2. Create TREC-simplified TSV file.

#### TREC-pairs

Code strategy:

1. Load TREC data (TSV file containing topic-to-document relevance).
2. Get unique topics from the data.
3. For each unique topic, find all the possible combination of pairs of PMIDs and the relevance scores for these pairs.
4. Save the 5-column matrix containing to a TSV file.

In [None]:
# Comment out any code calling the methods
# Load TREC data 
input_path = "../Data/TREC/Relevance_Matrix/TREC.tsv"
trec_df= load_TREC_data(input_path, False)

# Get unique topics
topics = get_unique_topics(trec_df)
# Prepare possible combinations of PMID pairs and their relevance scores
output_data = prepare_data(trec_df, topics, False)
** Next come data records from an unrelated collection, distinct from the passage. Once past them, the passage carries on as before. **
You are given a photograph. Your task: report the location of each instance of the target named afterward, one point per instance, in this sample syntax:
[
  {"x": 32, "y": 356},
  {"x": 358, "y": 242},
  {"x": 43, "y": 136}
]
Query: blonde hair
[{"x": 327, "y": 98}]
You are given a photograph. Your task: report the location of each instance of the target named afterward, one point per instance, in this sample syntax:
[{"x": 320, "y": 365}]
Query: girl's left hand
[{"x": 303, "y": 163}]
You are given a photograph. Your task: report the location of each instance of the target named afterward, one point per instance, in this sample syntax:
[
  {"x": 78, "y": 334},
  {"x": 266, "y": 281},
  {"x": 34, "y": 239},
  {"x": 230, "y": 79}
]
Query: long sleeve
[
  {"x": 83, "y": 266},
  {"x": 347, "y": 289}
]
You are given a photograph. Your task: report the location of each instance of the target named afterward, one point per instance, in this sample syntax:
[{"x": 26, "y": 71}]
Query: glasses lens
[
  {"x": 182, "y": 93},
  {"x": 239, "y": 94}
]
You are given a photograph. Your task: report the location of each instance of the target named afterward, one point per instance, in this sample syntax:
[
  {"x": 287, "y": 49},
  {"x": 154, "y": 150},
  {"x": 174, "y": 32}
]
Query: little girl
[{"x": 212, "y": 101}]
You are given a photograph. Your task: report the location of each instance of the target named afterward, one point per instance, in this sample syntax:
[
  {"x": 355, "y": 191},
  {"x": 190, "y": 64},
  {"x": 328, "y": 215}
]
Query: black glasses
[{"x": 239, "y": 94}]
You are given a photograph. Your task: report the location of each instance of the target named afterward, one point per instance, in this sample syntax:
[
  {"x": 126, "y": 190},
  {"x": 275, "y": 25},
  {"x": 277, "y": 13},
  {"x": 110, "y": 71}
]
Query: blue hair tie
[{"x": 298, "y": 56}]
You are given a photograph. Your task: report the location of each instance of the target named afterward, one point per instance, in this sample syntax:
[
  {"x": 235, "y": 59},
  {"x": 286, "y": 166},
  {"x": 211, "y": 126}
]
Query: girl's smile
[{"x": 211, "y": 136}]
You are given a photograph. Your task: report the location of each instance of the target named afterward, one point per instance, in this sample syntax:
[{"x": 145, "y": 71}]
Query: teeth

# Save the data to a TSV file
output_path = "../Data/TREC/Relevance_Matrix/trec_relevance_pairs.tsv"
save_file(output_data, output_path, False)

#### TREC-simplified

Code strategy:

1. Load TREC data (TSV file containing topic-to-document relevance).
    - Replace all the relevance scores having value 2 with value 1. 
2. Get unique topics from the data.
3. For each unique topic, find all the possible combination of pairs of PMIDs and the relevance scores for these pairs.
4. Determine group for each pair based on the combination of their relevance scores. 
    - The pair with the relevance score of (1,1) is considered as 'A'. 
    - The pair with the relevance score of (1,0) or (0,1) is considered as 'B'.
    - The pair with the relevance score of (0,0) is considered as 'C'.
5. Save the 6-column matrix containing to a TSV file.

In [None]:
# Comment out any code calling the methods
# Load TREC data
input_path = "../Data/TREC/Relevance_Matrix/TREC.tsv"
trec_df= load_TREC_data(input_path)

# Get unique topics
topics = get_unique_topics(trec_df)
# Prepare possible combinations of PMID pairs and their relevance scores
output_data = prepare_data(trec_df, topics)

# Save the data to a TSV file
output_path = "Data/TREC/Relevance_Matrix/trec_simplified_relevance_matrix.tsv"
save_file(output_data, output_path)